RECURSO EXTRAORDINÁRIO 642.895

PROCED. : SANTA CATARINA RELATOR : MIN. MARCO AURÉLIO

REDATOR DO ACÓRDÃO : MIN. ALEXANDRE DE MORAES

RECTE.(S) : ASSEMBLEIA LEGISLATIVA DO ESTADO DE SANTA CATARINA

ADV.(A/S) : SÉRGIO AUGUSTO MACHADO (SC003566/) E OUTRO (A/S)

RECDO.(A/S) : MINISTÉRIO PÚBLICO DO ESTADO DE SANTA CATARINA

PROC.(A/S)(ES) : PROCURADOR-GERAL DE JUSTIÇA DO ESTADO DE SANTA

CATARINA

INTDO.(A/S) : SINDICATO DOS SERVIDORES DA ASSEMBLÉIA LEGISLATIVA

DO ESTADO DE SANTA CATARINA - SINDALESC

ADV.(A/S) : ROMEU FELIPE BACELLAR FILHO (0016601/PR) E OUTRO (A/S)

Decisão: O Tribunal, por maioria, apreciando o tema 667 da repercussão geral, negou provimento ao recurso extraordinário, nos termos do voto do Ministro Alexandre de Moraes, Redator para o acórdão, vencidos os Ministros Marco Aurélio (Relator), Luiz Fux e Dias Toffoli (Presidente).
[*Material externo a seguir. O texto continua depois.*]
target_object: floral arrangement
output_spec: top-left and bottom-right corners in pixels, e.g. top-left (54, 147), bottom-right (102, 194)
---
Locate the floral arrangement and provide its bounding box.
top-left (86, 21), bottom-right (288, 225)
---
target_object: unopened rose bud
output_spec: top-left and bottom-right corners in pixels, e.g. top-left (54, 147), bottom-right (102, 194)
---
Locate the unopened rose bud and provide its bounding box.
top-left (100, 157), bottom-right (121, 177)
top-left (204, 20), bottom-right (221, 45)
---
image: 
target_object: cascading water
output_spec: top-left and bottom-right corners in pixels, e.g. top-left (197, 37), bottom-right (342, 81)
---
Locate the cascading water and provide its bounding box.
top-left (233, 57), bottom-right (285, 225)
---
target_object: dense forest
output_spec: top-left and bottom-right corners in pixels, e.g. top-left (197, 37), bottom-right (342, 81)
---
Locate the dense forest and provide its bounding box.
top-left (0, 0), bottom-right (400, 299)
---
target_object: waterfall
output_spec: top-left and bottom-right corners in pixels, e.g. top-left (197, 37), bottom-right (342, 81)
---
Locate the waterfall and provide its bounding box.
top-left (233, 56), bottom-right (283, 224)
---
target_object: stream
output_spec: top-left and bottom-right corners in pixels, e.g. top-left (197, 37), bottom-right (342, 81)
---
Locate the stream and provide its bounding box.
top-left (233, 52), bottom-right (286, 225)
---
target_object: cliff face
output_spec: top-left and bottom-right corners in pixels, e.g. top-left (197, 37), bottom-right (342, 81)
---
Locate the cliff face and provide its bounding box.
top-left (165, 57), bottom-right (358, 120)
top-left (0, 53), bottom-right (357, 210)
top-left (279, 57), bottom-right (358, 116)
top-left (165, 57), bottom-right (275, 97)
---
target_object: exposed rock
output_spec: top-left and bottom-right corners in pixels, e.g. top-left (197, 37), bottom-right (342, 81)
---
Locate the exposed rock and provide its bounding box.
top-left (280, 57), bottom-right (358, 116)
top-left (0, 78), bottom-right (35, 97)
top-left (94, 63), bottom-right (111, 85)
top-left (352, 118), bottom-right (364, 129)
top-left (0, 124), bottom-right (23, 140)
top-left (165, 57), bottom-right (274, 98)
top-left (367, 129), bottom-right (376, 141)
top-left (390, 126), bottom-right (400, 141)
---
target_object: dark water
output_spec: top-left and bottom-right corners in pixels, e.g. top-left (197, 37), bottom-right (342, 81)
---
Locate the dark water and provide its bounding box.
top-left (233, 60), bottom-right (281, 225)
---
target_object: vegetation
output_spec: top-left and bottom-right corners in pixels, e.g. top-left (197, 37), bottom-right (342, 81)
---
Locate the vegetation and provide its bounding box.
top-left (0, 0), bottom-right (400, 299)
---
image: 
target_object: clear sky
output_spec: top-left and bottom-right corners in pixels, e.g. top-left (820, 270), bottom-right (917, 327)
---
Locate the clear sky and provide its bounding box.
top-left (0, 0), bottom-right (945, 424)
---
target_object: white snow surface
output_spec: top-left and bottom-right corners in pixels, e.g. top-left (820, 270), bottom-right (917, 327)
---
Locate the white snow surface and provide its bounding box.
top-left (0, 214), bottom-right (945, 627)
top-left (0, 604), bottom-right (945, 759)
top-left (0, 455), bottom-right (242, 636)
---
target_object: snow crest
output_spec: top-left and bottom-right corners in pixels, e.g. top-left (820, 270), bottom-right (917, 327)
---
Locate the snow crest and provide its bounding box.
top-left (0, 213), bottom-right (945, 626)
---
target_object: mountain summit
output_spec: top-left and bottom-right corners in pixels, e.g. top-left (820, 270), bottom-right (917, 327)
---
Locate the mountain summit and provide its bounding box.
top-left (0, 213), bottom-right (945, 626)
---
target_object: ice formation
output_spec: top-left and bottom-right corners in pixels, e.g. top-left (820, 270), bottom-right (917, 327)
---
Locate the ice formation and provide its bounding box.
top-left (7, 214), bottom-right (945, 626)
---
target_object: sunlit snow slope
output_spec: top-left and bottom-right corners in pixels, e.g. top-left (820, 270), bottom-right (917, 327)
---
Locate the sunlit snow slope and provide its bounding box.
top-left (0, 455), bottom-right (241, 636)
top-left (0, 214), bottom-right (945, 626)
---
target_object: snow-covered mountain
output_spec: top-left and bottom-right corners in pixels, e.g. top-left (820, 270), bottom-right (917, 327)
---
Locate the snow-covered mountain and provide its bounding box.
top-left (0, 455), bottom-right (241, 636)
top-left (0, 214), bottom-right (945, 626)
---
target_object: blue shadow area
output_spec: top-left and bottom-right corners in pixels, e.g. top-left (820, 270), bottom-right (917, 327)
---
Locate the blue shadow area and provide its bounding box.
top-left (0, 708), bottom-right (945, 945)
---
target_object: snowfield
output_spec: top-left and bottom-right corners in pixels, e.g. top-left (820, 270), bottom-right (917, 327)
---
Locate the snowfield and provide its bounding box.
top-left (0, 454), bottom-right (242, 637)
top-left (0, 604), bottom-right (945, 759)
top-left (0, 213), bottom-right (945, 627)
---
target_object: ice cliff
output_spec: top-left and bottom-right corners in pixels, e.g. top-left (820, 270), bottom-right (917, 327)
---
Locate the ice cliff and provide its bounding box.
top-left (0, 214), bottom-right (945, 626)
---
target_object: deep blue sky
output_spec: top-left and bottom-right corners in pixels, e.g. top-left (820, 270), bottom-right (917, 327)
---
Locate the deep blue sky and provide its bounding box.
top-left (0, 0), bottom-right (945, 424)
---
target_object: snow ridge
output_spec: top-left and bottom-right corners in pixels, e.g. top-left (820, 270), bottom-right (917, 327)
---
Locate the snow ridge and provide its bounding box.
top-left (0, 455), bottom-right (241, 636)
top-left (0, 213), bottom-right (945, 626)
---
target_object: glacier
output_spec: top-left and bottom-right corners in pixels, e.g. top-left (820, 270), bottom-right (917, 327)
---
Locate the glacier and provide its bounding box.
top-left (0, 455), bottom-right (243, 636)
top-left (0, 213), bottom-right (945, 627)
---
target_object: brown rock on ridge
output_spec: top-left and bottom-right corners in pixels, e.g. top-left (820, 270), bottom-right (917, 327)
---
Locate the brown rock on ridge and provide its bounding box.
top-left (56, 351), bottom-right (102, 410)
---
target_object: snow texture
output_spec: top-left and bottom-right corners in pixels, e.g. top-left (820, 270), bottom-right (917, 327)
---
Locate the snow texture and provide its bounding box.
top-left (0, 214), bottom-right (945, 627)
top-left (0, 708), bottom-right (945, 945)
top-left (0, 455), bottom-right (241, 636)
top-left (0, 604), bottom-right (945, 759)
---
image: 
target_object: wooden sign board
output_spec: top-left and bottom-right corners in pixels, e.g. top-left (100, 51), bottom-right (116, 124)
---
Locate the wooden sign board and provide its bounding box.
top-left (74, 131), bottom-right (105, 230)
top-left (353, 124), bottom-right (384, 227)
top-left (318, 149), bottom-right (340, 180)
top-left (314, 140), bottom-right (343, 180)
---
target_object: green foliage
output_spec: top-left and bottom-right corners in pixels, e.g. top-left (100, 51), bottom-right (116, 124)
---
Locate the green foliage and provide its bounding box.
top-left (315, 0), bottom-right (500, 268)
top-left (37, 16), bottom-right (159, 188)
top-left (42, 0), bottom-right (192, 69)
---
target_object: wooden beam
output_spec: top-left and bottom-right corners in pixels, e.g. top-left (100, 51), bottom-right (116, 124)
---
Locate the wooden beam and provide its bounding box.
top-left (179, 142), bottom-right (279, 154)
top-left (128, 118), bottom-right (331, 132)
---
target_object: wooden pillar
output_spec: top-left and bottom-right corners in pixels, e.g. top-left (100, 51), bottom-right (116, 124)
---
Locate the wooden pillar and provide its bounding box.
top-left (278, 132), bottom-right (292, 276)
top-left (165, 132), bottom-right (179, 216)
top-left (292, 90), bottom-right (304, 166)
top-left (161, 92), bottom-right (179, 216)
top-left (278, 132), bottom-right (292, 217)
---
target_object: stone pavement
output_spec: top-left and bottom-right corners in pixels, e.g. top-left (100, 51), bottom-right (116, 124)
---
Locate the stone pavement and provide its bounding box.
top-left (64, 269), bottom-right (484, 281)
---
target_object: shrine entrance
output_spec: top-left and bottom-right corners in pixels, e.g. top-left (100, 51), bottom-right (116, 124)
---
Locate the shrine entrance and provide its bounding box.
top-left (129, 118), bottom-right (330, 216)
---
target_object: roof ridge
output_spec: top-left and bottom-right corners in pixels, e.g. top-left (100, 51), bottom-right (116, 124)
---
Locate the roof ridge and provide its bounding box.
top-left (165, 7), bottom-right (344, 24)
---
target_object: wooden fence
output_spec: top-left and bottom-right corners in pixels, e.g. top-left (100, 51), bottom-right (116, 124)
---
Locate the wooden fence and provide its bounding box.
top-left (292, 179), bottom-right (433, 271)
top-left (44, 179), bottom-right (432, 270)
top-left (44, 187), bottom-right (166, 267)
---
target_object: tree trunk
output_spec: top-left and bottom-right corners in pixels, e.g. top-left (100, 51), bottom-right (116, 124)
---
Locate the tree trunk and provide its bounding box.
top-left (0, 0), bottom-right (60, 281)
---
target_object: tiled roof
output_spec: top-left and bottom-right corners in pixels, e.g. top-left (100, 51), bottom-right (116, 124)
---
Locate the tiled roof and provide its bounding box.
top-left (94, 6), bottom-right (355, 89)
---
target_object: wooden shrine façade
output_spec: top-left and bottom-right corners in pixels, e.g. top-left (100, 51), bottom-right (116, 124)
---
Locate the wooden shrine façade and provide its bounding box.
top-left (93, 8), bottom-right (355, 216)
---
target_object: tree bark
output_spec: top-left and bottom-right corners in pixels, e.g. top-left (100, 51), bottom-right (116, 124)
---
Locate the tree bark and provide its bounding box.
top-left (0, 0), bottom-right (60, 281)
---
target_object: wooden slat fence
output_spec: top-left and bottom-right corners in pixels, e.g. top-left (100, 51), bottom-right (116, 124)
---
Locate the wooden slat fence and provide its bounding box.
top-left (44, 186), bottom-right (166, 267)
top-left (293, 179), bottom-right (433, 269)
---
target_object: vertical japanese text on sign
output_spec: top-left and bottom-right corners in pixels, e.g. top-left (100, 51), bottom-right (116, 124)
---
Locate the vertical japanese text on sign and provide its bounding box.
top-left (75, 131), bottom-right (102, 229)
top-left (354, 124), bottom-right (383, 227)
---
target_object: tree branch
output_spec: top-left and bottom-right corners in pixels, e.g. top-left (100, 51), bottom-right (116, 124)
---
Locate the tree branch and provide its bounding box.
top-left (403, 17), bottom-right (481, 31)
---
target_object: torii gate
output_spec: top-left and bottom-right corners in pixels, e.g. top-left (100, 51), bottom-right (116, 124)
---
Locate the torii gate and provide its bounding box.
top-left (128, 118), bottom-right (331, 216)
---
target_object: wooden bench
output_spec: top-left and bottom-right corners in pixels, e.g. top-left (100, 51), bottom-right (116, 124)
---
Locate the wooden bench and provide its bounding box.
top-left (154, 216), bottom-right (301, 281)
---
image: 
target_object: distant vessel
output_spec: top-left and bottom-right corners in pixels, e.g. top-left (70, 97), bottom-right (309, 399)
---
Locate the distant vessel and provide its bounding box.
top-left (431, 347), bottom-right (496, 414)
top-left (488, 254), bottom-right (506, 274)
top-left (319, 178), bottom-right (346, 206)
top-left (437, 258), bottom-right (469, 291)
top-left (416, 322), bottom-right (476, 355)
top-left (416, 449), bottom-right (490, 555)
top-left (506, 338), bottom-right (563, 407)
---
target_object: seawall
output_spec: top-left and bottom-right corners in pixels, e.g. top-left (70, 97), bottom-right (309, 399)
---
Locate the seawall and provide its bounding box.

Foi fixada a seguinte tese:"É inconstitucional, por dispensar o concurso público, a reestruturação de quadro funcional por meio de aglutinação, em uma única carreira, de cargos diversos, quando a nova carreira tiver atribuições e responsabilidades diferentes dos cargos originais". Falou, pelo interessado, a Dr. Maria Cláudia Bucchianeri Pinheiro. Plenário, Sessão Virtual de 8.5.2020 a 14.5.2020.

Composição: Ministros Dias Toffoli (Presidente), Celso de Mello, Marco Aurélio, Gilmar Mendes, Ricardo Lewandowski, Cármen Lúcia, Luiz Fux, Rosa Weber, Roberto Barroso, Edson Fachin e Alexandre de Moraes.